Long silence. Annie Weems again: “Well, I suppose that was better than stabbing yourself with doubts. But I confess, you shock me, Rita. Didn’t you shock him?”
“No. I knew it wasn’t any use just asking him to help me; he would only tell me to do my own work. So I told him everything I’d ever heard from his lips was a lie. That gave him work to do.”
“Rita!”
“He agreed with me. That’s the best of Ram-Chittra Gunga. He has humor. He agreed that everything I ever heard with my ears, saw with my eyes, smelled with my nose, tasted with my tongue or felt with my senses was a scandalous lie and no good. He said: ‘If you should listen to me with your ears and tell me afterward with your lips that I am truthful, I would turn you away and never again try to teach you anything. He said, I would let you go to the mission-school and learn that God is in heaven and all’s well with the world; because that would be good enough for such a fool as you at any rate.”

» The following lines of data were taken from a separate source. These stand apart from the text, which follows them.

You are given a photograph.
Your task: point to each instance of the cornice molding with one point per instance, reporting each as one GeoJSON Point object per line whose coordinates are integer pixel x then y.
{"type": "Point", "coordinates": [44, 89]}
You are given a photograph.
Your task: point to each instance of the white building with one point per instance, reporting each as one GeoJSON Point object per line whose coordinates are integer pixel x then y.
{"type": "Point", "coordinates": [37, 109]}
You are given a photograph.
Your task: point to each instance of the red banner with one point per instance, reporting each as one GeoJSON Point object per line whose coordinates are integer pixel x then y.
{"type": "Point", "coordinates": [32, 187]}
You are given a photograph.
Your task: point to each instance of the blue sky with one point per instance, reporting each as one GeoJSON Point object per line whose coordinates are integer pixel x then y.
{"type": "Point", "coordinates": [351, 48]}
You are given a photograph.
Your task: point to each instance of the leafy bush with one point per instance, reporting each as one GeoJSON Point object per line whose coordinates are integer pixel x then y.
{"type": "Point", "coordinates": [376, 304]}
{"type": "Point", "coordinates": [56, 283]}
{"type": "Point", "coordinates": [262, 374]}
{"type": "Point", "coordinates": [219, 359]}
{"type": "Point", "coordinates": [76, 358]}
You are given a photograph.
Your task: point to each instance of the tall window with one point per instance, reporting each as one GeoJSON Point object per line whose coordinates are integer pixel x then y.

“So he called you a fool after teaching you all these years. That doesn’t say much for his teaching, does it?”
“He said a fool is a person who lives in his senses and likes it. He knows I don’t do that some of the time. He said, ‘Now let us talk with our souls and listen to each other with our inward ears.’ And while he talked,
and I listened, I felt lots better. But I’m so tired, Annie, I can’t hang on to what I know and I can only resent what I feel. You’re tired, too. Between us, if we don’t look out we’ll let Joe slip.”

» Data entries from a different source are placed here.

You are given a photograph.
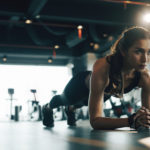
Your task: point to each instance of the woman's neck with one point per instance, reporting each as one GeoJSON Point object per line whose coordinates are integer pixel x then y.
{"type": "Point", "coordinates": [128, 73]}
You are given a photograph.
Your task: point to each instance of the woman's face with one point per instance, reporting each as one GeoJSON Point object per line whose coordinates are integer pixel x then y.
{"type": "Point", "coordinates": [138, 55]}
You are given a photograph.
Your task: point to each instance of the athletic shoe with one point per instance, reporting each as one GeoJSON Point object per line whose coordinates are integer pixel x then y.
{"type": "Point", "coordinates": [71, 117]}
{"type": "Point", "coordinates": [47, 116]}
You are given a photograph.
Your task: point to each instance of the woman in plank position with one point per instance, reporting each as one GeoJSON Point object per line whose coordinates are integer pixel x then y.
{"type": "Point", "coordinates": [120, 72]}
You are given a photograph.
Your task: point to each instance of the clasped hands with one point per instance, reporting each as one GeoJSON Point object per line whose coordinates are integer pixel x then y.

“You go to sleep, child. I can hang on.”
“No.”
“You don’t trust me?”
“Yes. But my trust isn’t worth two annas — not just now it isn’t. I’m going to ask Ram-Chittra Gunga to stand watch for a while and let both of us sleep.”
“He won’t come.”
“Do you think not?”
“I am here,” said a voice. Joe heard it very plainly, and understood it; but when he thought about it afterward he never could be quite sure whether the voice had spoken English or some other tongue. The next words that he heard were Rita’s:
“Most reverend and holy teacher, I kiss feet.”

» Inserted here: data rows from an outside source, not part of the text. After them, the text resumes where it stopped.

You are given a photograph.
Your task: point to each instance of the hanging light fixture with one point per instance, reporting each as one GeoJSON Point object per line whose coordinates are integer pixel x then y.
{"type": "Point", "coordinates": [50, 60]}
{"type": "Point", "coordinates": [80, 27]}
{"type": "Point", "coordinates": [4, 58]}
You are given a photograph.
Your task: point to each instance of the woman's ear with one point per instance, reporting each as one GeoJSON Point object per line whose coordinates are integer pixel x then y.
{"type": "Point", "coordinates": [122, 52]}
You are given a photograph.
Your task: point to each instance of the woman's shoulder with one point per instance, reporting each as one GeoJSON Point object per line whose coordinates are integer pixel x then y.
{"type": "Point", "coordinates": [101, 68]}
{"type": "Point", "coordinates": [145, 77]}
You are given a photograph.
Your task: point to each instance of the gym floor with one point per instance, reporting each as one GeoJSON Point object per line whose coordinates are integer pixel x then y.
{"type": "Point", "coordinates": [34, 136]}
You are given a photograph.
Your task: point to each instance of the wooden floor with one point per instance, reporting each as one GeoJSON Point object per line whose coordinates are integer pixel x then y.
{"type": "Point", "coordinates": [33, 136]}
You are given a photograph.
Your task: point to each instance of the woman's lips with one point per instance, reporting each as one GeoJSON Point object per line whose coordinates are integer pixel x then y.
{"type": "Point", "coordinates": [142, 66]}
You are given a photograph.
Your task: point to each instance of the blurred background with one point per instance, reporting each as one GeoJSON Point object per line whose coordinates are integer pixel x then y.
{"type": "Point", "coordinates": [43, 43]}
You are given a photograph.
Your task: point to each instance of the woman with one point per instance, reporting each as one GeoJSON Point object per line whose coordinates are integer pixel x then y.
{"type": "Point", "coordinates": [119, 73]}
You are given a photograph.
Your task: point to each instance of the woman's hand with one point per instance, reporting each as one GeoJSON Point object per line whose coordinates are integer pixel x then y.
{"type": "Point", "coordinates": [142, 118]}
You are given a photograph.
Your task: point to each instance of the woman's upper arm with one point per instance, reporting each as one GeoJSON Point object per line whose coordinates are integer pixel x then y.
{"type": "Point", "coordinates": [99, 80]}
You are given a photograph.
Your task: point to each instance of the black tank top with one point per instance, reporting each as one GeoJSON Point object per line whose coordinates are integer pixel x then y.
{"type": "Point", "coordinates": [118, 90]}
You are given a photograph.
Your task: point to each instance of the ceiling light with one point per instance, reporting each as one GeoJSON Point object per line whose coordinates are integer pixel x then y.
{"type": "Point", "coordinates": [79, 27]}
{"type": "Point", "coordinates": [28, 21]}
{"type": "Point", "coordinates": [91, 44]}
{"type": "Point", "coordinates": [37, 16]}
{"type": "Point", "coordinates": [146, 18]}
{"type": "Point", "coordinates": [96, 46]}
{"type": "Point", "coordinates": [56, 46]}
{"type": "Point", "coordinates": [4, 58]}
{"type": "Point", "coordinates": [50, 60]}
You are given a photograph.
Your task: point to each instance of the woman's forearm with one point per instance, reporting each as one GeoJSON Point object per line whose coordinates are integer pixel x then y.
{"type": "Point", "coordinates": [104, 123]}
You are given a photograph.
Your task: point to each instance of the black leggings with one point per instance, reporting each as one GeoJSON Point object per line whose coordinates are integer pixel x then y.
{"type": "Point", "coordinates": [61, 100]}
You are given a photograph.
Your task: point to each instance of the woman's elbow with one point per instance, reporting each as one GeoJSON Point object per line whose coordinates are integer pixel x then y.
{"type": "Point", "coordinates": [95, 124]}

He was sure those words were English because Annie Weems objected to them:
“Rita, I can’t help wishing you wouldn’t use those forms of speech. They are all right, I don’t doubt, in their inner meaning, but in English they sound degenerate. Perhaps I don’t mean that exactly. The Magdalene bathed the feet of Jesus with her tears, and Jesus washed the feet of his apostles; but there’s something not quite dignified and womanly in ignoring racial distinctions as entirely as you do. I may think I understand it, but I resent it, and I feel sure other people always will.”